Gemuruh…! Sebuah salib raksasa dan kasar setinggi beberapa puluh meter turun dari langit dan menyelimuti seluruh kuil dalam bayangannya.
“Wu Junxiao, aku adalah entitas energi, dan kau hanyalah tanda kesadaran. Janganlah kita bersikap munafik di sini. Jika kau sudah datang, sebaiknya tinggalkan saja hidupmu di sini,” ujar entitas itu sambil tertawa terbahak-bahak.
“Hmph, dasar bodoh yang sombong!” Sebuah lukisan tiba-tiba terbang keluar dari Wu Junxiao. Kemudian, lima pedang melesat keluar dan melayang di atas lukisan itu.
“Formasi Lima Pedang Elemen, maju, musnahkan!”
Dentang dentang…. Dentingan logam yang tak terhitung jumlahnya terdengar saat lima cahaya pedang dengan lima warna berbeda melesat ke atas. Berkumpul di langit, cahaya-cahaya itu membentuk pedang lima warna raksasa yang menebas ke arah salib yang bersinar.
LEDAKAN!
Fatty terpaksa mundur beberapa langkah dan tersandung hingga pantatnya menyentuh tanah. Langit dan bumi tampak berputar di depan matanya, lalu, pandangannya menjadi hamparan putih, dan gendang telinganya terasa seperti pecah. Dia tidak bisa melihat atau mendengar apa pun.

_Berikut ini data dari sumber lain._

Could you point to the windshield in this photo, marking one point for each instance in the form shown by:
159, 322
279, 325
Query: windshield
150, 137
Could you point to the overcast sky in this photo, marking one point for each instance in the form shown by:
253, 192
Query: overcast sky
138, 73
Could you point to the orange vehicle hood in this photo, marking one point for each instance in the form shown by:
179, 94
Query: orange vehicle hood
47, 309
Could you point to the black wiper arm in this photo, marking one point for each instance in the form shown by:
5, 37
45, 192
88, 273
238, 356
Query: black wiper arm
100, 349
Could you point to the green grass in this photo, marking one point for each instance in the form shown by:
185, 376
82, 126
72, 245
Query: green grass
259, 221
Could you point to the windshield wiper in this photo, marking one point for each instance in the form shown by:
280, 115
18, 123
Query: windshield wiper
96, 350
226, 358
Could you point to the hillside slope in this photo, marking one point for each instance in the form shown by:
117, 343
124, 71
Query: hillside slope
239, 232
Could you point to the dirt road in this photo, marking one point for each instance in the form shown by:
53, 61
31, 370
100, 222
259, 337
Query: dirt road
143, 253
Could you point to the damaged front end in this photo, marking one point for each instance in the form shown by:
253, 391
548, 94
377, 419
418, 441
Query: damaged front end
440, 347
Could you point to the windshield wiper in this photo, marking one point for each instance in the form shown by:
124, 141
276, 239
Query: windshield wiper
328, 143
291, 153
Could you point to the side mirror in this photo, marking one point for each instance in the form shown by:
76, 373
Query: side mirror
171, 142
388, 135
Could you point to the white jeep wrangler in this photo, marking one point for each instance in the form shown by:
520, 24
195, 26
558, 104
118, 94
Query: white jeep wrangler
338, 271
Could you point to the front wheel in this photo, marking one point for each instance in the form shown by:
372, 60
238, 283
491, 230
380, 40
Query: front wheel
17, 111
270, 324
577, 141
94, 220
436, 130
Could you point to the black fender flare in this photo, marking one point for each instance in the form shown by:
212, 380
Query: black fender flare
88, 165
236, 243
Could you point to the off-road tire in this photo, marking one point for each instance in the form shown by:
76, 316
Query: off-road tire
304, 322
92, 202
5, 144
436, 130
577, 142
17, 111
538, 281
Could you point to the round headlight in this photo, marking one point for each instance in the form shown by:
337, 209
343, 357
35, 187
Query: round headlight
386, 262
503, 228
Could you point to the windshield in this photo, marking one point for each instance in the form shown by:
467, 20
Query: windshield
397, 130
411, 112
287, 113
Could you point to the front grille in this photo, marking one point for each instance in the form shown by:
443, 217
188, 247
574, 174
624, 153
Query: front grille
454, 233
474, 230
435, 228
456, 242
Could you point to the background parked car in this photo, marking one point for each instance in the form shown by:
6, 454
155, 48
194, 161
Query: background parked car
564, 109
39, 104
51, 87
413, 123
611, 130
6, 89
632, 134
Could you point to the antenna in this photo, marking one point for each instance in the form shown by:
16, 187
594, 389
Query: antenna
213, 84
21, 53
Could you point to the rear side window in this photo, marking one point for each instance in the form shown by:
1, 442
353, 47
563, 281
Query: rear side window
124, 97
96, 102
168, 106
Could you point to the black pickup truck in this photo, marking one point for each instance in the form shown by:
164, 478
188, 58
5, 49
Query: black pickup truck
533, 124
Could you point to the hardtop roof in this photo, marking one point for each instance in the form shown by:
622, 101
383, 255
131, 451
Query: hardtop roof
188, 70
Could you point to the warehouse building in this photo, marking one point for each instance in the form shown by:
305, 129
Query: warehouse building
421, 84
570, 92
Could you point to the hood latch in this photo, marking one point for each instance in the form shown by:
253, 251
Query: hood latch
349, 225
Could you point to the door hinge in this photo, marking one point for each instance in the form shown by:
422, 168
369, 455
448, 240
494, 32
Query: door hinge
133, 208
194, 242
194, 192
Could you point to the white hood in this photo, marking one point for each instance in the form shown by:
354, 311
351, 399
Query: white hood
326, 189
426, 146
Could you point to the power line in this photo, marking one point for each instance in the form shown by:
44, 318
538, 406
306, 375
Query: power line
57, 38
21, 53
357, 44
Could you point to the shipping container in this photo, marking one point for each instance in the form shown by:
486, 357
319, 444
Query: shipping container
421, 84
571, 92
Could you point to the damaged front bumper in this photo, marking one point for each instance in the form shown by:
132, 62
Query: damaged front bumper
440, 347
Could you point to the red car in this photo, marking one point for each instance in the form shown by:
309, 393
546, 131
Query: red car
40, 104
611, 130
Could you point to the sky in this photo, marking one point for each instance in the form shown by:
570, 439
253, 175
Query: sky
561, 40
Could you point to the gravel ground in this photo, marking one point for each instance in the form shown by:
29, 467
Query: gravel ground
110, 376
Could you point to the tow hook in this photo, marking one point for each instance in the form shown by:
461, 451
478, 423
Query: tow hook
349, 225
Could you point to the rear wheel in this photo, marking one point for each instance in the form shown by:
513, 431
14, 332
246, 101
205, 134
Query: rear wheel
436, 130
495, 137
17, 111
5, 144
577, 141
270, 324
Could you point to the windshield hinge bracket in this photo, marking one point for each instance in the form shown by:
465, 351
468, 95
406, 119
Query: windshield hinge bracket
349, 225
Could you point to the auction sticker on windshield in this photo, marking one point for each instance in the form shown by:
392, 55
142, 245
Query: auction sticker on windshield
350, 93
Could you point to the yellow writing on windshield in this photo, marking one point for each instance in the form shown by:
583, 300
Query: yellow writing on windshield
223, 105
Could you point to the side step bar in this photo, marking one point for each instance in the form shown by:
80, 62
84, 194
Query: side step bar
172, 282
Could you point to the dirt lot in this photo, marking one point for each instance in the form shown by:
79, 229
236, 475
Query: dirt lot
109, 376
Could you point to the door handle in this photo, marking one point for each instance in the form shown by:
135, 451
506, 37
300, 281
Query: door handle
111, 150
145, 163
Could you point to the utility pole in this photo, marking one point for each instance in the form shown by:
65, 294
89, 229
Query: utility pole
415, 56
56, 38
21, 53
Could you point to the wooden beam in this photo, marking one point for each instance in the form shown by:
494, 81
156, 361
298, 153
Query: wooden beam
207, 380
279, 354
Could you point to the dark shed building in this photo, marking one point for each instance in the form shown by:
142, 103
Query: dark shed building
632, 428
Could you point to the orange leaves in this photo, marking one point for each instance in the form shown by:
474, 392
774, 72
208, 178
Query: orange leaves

Setelah sekian lama, indra Fatty akhirnya pulih. Pada saat itu, baik cahaya putih maupun cahaya lima warna telah lenyap. Tidak ada jejak Wu Junxiao atau entitas energi tersebut.
Kreak… kreak… Patung Dewa Cahaya tiba-tiba mengeluarkan serangkaian suara retakan. Cahaya putih yang menyelimuti patung itu memudar, memperlihatkan retakan kecil di permukaannya.
“Kamu di mana? Jangan pergi dulu!” teriak Fatty dengan tergesa-gesa.
“Aku hanyalah tanda kesadaran yang ditinggalkan Wu Junxiao untuk mengawasi Alam Misteri Elemen. Baru saja, aku dibangunkan oleh kekuatan Cahaya. Aku hanya bisa muncul tiga kali, dan akan menghilang selamanya setelah itu. Aku telah menggunakan semua energi yang telah kau berikan ke Kitab Keterampilan Elemen sejauh ini, cobalah untuk mendapatkan lebih banyak lagi lain kali.” Suara berat Wu Junxiao terdengar, seolah dari entah 어디. Si Gemuk langsung memeriksa Kitab Keterampilan Elemen mendengar kata-kata itu.
“Ahhh?!!” teriak Fatty dengan sedih. Bukannya membuka Alam Misteri Elemen, bahkan kemampuan Memori pun dinonaktifkan. Semua mantra yang telah direkam Fatty melalui Memori kini berwarna abu-abu.
Namun, di halaman-halaman setelahnya, tertulis tiga mantra Cahaya. Mantra-mantra tersebut adalah Pemurnian, Putusan, dan Pengadilan.
“Sialan kau Wu Junxiao… Lupakan saja. Aku memaafkanmu kali ini,” gumam Si Gemuk.
Fatty telah menggunakan sejumlah besar material elemental untuk mengembalikan buku itu ke keadaan seperti itu, namun semuanya hilang dalam sekejap. Jika bukan karena Wu Junxiao telah menyelamatkan hidupnya dan bahkan menambahkan tiga mantra sihir super ampuh, Fatty pasti akan ‘berdiskusi’ dengannya.
Bocah ini cukup tangguh. Hanya jejak kesadarannya saja yang mampu menghancurkan entitas energi Dewa Cahaya.
“Anak muda, kau harus memanfaatkan waktu ini,” Amedick tiba-tiba angkat bicara.
1. 万法归宗 (Segala sesuatu menuju kesatuan): Konsep Buddhisme. Segala sesuatu bervariasi dan berubah, tetapi hakikat dan tujuannya tetap tidak berubah (Dao).